As I sat in front of my computer this morning, I wondered what I should write. I decided to be honest about something that God has shown in my life this week.
This happens to me all the time.... Whenever I have to speak on a particular topic, God always allows me to struggle and wrestle with it personally before I speak. I think it helps me to internalize God's truth so that I can speak from a level of authenticity.
This week, I had to prepare a message about contentment...about how we are all attached to something. That something determines our contentment. That can be a person or thing or circumstance. It is so easy for us to attach ourselves. There is a string attached to that something. Follow the string. You'll find what is attached to your soul.
I started to think about the things that tend to determine my emotions or moods. What would change my mood? Over all my years of living, what were the triggers that changed my emotions? I realized (God pointed it out) that I had a lot of things, so I followed the strings from each of them: friends, opposite sex, tennis, job, appearance. They all led to the same thing... I am attached to what others think of me. God really showed me how my emotions ride a roller coaster depending on what happens in my life based on what others think of me. If everything is going well, then I feel good. But if someone should not like me or I hear a negative comment about my latest speaking engagment, it destroys my contentment.

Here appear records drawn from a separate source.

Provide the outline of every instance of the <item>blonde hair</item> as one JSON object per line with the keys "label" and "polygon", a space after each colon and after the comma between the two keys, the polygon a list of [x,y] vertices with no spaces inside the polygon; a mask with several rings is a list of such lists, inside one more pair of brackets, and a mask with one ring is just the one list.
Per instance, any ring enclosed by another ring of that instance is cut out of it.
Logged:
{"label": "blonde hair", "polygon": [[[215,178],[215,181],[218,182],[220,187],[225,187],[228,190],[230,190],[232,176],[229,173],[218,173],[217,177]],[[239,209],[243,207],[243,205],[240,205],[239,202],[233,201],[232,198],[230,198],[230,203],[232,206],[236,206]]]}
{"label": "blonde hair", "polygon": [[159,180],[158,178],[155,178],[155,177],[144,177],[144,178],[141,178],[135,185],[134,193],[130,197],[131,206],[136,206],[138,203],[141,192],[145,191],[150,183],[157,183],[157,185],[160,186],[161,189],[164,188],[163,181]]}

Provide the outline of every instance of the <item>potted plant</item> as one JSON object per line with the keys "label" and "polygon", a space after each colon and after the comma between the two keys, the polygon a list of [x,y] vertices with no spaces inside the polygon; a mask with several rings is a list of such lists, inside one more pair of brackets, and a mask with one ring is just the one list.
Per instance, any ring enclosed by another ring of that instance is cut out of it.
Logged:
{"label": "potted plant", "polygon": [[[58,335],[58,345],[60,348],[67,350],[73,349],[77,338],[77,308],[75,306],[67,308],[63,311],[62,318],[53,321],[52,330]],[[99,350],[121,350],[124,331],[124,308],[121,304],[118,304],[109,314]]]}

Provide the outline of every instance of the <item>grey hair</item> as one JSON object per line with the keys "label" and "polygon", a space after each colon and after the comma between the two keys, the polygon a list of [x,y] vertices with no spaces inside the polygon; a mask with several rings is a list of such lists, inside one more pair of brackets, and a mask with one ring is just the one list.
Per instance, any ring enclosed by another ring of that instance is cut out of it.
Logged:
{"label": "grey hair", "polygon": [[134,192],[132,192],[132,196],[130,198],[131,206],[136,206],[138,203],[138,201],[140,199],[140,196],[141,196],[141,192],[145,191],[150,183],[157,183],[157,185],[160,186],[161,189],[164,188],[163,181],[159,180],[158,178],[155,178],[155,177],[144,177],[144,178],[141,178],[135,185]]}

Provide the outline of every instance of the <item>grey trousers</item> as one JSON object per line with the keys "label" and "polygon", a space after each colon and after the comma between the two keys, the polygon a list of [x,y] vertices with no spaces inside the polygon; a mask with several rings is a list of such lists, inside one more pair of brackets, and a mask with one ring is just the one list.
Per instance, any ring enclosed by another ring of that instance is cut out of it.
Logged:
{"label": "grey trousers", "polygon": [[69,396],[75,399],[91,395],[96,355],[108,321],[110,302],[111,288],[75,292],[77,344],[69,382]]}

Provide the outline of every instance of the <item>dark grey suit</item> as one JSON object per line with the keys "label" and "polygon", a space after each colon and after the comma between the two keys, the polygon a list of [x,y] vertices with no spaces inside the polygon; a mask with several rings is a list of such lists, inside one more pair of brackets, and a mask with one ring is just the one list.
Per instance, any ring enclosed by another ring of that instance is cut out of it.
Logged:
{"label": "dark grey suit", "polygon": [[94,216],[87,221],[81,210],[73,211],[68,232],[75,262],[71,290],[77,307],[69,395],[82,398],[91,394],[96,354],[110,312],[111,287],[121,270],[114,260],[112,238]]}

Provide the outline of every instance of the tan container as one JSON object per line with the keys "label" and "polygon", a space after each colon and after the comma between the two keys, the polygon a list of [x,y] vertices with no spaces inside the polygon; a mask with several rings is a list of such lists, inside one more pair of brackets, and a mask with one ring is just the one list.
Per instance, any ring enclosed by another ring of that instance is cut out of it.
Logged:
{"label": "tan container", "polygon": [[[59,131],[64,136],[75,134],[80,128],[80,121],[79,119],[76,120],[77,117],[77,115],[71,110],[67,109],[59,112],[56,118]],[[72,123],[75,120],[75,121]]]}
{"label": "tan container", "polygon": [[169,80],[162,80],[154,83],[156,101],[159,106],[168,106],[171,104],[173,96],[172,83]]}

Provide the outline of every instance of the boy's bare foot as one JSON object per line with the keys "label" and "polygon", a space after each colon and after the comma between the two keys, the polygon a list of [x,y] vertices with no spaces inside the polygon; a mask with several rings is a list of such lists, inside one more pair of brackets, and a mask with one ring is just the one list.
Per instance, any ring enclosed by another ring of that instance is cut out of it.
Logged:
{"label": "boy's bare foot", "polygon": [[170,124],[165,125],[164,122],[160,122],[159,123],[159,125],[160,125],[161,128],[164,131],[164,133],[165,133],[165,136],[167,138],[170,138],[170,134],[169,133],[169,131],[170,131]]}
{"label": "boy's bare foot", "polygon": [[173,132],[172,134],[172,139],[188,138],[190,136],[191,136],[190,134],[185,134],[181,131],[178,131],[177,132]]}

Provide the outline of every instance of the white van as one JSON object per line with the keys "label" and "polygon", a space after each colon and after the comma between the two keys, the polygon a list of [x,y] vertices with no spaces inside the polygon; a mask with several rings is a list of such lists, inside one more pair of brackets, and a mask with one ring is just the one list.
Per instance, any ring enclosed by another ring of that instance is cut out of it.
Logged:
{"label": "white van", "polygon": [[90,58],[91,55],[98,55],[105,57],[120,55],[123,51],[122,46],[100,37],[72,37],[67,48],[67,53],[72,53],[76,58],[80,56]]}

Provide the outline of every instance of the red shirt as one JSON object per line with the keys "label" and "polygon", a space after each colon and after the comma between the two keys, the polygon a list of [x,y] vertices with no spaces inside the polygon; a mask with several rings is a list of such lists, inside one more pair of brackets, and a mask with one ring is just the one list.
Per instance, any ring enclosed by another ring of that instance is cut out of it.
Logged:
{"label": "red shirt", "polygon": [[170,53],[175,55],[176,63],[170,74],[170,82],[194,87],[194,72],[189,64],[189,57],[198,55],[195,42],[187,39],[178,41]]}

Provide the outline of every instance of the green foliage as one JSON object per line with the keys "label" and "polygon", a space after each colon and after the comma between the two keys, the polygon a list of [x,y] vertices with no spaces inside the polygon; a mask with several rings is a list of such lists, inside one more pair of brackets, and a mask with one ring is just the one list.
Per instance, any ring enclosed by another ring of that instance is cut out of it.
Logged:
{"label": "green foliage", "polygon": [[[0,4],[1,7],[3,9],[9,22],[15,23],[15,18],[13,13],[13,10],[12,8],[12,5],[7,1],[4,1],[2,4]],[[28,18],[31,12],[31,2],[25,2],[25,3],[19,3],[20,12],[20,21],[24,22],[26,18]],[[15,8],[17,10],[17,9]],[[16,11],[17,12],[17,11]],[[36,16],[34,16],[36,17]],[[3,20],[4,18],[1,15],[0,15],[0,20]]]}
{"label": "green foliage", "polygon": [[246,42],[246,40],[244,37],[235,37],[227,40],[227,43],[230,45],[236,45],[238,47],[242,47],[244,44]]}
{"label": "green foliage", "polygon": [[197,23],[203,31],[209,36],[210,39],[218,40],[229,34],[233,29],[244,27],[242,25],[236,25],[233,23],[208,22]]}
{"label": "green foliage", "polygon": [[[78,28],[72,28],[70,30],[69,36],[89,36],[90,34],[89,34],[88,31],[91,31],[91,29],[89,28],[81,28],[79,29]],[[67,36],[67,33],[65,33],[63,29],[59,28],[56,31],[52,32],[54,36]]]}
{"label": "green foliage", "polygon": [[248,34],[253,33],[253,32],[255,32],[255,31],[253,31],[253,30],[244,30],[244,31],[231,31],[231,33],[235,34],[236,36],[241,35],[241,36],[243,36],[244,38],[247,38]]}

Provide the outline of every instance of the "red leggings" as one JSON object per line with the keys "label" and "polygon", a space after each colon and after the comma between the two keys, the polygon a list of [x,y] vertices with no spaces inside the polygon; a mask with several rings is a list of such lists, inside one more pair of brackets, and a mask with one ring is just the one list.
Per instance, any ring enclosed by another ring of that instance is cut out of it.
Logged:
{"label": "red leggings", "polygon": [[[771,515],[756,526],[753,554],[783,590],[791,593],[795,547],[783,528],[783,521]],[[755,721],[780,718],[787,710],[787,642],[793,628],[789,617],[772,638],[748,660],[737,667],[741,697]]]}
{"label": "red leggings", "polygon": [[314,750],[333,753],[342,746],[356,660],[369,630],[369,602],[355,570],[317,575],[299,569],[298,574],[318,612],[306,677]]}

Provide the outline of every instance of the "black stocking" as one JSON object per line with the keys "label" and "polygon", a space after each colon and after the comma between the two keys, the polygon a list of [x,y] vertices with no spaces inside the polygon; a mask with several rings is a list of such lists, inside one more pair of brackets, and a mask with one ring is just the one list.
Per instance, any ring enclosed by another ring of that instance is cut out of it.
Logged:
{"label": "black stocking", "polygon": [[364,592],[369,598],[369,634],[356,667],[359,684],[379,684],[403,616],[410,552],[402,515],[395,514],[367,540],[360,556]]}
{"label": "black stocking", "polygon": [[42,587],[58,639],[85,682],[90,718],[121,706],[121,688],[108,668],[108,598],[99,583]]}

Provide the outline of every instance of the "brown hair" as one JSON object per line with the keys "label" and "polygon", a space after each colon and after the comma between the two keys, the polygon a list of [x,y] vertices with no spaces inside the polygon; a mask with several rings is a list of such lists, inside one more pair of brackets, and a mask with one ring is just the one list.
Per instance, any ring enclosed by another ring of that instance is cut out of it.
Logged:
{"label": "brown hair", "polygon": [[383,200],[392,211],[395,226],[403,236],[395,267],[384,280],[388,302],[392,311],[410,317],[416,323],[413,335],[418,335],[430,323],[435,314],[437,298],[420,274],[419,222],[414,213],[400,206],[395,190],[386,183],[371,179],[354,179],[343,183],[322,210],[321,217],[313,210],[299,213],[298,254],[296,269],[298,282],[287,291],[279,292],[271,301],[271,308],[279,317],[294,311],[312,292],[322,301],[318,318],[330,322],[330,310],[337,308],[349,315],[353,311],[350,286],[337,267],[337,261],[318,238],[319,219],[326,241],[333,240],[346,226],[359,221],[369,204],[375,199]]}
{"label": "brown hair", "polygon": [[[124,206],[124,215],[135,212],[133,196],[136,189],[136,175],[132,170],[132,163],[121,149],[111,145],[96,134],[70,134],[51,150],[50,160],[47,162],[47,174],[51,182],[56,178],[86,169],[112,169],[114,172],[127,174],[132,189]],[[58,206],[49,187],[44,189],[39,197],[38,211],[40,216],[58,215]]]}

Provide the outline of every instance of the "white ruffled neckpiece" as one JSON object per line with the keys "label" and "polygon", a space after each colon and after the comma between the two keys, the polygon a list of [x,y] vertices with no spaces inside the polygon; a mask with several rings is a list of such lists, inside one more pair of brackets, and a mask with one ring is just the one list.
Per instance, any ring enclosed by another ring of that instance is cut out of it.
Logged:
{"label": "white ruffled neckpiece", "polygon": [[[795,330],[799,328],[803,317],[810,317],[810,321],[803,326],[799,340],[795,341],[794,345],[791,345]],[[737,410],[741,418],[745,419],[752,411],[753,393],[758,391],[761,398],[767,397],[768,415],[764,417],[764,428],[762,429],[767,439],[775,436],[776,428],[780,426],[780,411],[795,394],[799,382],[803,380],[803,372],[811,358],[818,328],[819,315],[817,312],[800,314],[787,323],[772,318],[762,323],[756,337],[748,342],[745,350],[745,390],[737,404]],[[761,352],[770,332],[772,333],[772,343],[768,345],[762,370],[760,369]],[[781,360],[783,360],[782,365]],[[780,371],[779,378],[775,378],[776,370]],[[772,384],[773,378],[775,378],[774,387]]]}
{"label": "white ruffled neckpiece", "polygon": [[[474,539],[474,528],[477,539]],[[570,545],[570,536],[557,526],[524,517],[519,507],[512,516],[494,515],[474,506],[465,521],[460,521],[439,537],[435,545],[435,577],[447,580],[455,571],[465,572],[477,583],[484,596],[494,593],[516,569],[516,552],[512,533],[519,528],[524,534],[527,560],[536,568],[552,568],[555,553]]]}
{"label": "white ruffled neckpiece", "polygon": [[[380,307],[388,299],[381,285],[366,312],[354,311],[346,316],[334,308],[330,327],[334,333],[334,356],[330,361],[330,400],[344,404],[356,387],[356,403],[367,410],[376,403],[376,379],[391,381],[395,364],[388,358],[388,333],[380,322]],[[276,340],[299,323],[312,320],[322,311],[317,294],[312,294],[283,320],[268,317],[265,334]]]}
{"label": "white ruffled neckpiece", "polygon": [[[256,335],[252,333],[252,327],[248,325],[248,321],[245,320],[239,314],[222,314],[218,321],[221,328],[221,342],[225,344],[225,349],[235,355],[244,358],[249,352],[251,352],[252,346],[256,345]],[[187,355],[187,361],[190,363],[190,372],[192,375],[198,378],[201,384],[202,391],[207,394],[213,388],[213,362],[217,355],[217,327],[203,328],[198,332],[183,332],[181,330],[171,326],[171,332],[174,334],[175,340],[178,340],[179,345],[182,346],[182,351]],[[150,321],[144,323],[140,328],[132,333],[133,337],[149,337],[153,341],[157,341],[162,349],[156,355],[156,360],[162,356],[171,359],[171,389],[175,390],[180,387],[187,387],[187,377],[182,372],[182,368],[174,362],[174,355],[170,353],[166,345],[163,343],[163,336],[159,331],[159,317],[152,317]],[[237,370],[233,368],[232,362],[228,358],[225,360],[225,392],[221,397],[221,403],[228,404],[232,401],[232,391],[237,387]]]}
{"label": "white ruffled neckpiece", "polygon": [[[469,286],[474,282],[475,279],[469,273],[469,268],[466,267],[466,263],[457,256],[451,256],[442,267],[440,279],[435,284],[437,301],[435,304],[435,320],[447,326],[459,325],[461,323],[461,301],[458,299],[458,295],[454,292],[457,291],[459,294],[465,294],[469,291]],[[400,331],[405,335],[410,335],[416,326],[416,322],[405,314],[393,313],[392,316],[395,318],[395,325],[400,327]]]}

We have a choice when it comes to this. We can choose to attach ourselves to Someone who doesn't change. People, things and circumstances will change, but God remains consistent in who He is and what He thinks of you. We need to let God determine our contentment so that when tough things happen or rejection comes, it won't ruin our contentment.
Sarah Bragg
3 comments:
I think *everyone* struggles with the what-do-people-think-of-me thing. Especially girls, but I could be wrong because I've never gotten into the mind of a boy. :)
"friends, opposite sex, tennis, job, appearance..."
I agree with those except for tennis which I do not take. But I act, and I know that in that avenue at least there is constant "What do people think of me?" syndrome. What does the director think of me? 'Cause I really want him to cast me! What do my fellow actors think of me? That they could SO do a better job than me? And lastly and usually most importantly: What does the AUDIENCE think of me? Are they moved by my acting or do they think to themselves, she'll never go places. Or sometimes I get a bad picture of myself in the newspaper and I cringe.
I have been able to trust God for these things, thankfully, otherwise by now I'd be a mess. :)
Hey Erin,
Thanks for the comment! I find that it is a learning process for me. Sometimes I do really well with attaching myself to God and detaching myself from what others think. I find that there is so much more freedom when I not let what other people think of me drive what I do and think and feel.
Sarah
Hey Erin,
Thanks for the comment! I find that it is a learning process for me. Sometimes I do really well with attaching myself to God and detaching myself from what others think. I find that there is so much more freedom when I not let what other people think of me drive what I do and think and feel.